Assisted injection only supports 1 unique binding per AssistedFactory tag. Any additional bindings will throw an exception.

It is possible however, to create create a constructor and assisted injection binding for the same type. For example both of the following are allowed:

struct Coffee {
  let name: String
}

struct CoffeeModule : Cleanse.Module {
  struct CoffeeAssistedInject : AssistedInject {
    typealias Element = Coffee
    typealias Seed = String
  }

  static func configure(binder: UnscopedBinder) {
    // Both of these bindings are valid and will pass validation.
    binder
      .bind(Coffee.self)
      .to { Coffee(name: "Hello") }

    binder
      .bindFactory(Coffee.self)
      .with(CoffeeAssistedInject.self)
      .to { (seed: Assisted<CoffeeAssistedInject.Seed>) in
        return Coffee(name: seed.get())
      }
  }
}

The difference lies in the final types that are bound into the object graph. In the first case, an instance of Coffee.self is bound into the object graph, in the second an instance of Factory<CoffeeAssistedInject>.self is bound into the object graph.

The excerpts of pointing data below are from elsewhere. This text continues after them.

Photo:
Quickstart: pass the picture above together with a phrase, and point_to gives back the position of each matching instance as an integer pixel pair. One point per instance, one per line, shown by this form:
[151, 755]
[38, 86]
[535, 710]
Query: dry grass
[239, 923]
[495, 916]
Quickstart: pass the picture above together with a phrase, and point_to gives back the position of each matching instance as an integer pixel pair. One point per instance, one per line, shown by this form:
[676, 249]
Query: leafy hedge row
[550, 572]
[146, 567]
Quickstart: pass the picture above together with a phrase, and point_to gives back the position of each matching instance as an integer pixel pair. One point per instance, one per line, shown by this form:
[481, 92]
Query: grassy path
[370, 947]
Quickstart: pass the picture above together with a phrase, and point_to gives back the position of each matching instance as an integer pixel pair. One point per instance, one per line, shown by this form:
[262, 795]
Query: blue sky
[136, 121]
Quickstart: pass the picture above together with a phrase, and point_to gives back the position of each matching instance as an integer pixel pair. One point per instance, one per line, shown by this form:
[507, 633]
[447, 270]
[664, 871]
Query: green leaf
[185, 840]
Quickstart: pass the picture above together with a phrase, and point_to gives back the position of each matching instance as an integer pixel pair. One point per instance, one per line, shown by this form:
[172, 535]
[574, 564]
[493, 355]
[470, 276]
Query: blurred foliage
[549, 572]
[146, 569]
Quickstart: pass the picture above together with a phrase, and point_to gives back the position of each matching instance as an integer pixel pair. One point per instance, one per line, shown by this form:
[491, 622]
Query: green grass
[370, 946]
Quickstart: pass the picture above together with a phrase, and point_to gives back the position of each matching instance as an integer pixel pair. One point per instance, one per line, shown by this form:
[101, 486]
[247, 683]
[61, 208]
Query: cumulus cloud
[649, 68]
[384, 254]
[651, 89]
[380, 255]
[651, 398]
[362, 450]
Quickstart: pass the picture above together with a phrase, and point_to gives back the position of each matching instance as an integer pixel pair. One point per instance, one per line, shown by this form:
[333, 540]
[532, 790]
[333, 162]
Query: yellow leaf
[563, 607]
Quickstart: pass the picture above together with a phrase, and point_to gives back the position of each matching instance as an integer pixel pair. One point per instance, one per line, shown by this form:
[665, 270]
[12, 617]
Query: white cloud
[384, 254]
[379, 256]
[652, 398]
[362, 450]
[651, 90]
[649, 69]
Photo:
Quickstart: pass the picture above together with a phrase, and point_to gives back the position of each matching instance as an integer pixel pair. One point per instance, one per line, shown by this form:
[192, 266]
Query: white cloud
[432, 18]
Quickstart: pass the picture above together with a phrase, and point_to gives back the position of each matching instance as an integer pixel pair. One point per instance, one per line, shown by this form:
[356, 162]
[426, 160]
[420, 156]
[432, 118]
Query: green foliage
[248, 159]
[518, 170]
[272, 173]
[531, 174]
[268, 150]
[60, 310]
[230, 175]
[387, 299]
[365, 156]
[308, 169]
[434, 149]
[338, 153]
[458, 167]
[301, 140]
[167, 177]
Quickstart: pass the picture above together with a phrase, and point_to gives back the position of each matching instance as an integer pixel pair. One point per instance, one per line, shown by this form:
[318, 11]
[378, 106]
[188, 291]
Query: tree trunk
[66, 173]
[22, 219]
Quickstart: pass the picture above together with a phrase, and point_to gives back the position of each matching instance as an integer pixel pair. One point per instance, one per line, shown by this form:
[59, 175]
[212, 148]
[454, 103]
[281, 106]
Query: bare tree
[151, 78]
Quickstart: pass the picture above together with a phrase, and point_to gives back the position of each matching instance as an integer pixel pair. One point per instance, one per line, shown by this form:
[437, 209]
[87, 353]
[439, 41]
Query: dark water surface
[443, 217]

As of this proposal, it is not possible to create tagged bindings for assisted injector objects for binding different instances of the same factory.

Swift Type Inference

Cleanse's API was implemented to leverage Swift's type inference via the binding arity functions we generate. For instance, we can create a succinct binding based on the init function like:

binder
  .bind(Coffee.self)
  .to(factory: Coffee.init)

When it comes to assisted injection, we can still leverage the type inference system if we include the Assisted<Seed> parameter in our initializer:

struct Coffee {
  let name: Assisted<String>
}

extension Coffee {
  struct CoffeeAssisted: AssistedInject {
    typealias Element = Coffee
    typealias Seed = String
  }
  struct Module : Cleanse.Module {
    static func configure(binder: UnscopedBinder) {
      binder
        .bindFactory(Coffee.self)
        .with(CoffeeAssisted.self)
        .to(factory: Coffee.init)
    }
  }
}

However, it's important to note that the Assisted<Seed> parameter must either come first or last in the initializer function to leverage the type inference from the generated arity functions. This is because if we allowed Assisted<Seed> to go anywhere in the initializer, then the number of functions required to generate would grow exponentially, slowing down the generator and bloating up the binary size.

Revisions

• [9/4] Initial Draft.
• [9/5] Rename AssistedInjector to AssistedFactory and changed the initial binding function from bindAssisted to bindFactory.